M. Richard Maxson
No one of our founding fathers have been more associated with Christmas than George Washington. What is remembered most is his leading his troops across the Delaware river in our country's first major military maneuver to outflank and surprise the enemy, but there are other Christmases that he remembered as he lived and it caused an extreme fondness for the holiday. His most vivid memories of Christmas are these:
- When young George was 8 years old in 1740,
his home caught fire on Christmas Eve.
- As a soldier in the British army,
Washington spent Christmas Eve of 1753 in a remote outpost known as
Murdering Town getting in a skirmish with local Indians, followed by
a gift-giving trip to a local “Indian Queen.”
- Always a wealthy man, Washington was
known to splurge on diversions for his family and guests.
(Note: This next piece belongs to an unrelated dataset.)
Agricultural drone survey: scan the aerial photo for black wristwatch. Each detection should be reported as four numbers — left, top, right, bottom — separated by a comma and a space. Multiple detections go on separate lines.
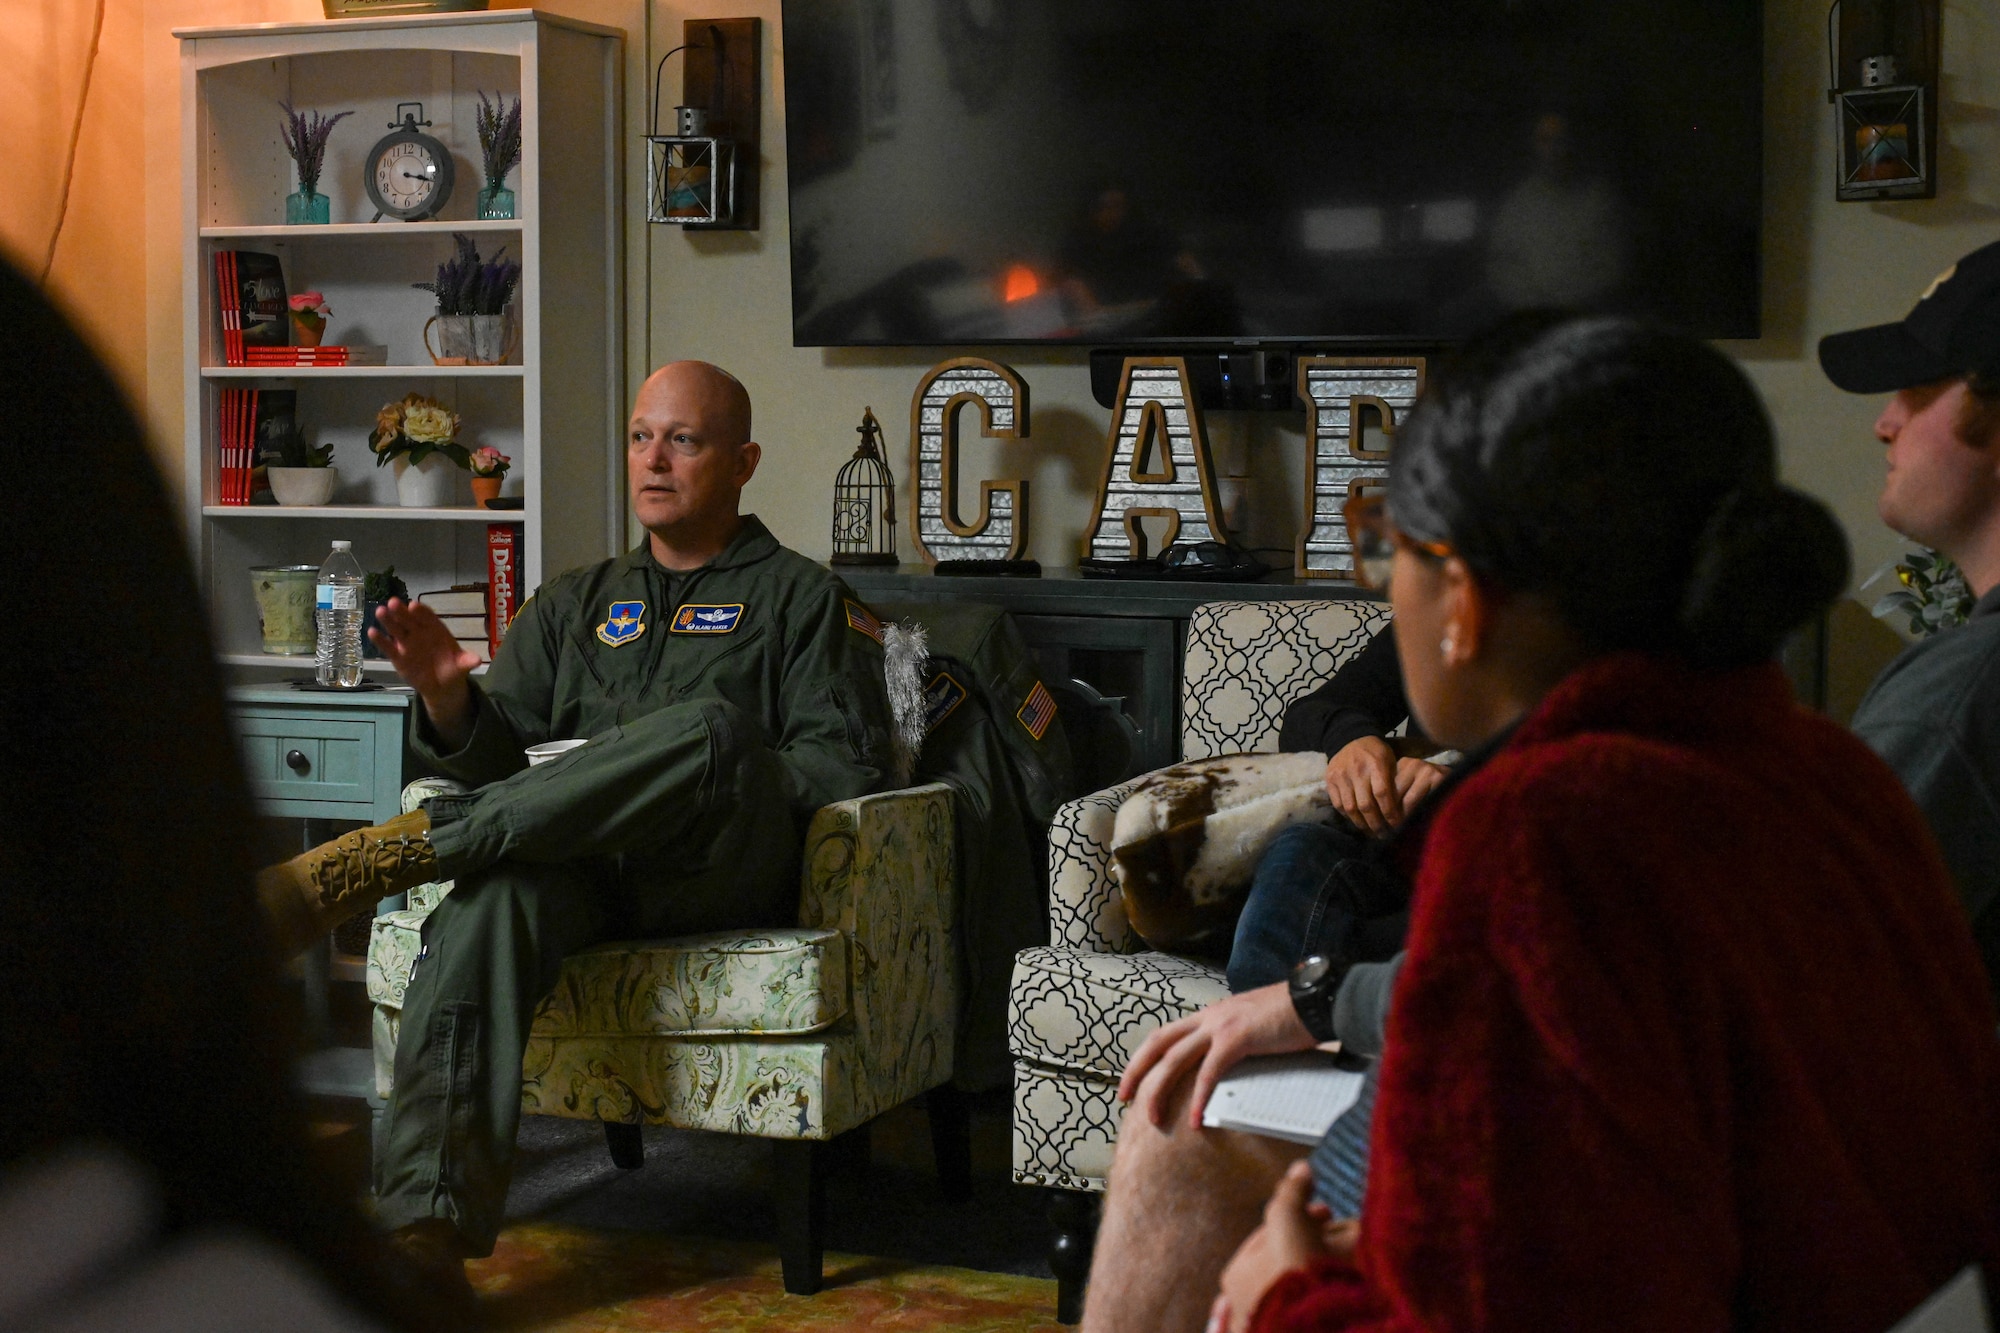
1289, 953, 1346, 1044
Once, during the war, he shelled out the cash to hire a band on
Christmas Day.
- “The great Christmas night raid in 1776
would forever serve as a model of how a special operation – or a
conventional mission, for that matter – might be successfully
conducted. No special mission by America’s first army has
been more heralded than that which took place on Christmas night
exactly 240 years ago. Speed of movement, surprise, maneuver,
violence of action, and the plan’s simplicity were all key. And
fortunately, the elements all came together.The fighting lasted
about an hour. Four Americans had been killed and ten-times as many
Hessians lay dead in the snow. Some 900 enemy prisoners were rounded
up, along with weapons, ammunition, and other desperately needed
stores.
Washington held his little army together. Many of the continentals renewed their enlistments. They then capitalized on their Trenton victory with wins over the British at Trenton (the second go ‘round) on January 2, and Princeton on January 3.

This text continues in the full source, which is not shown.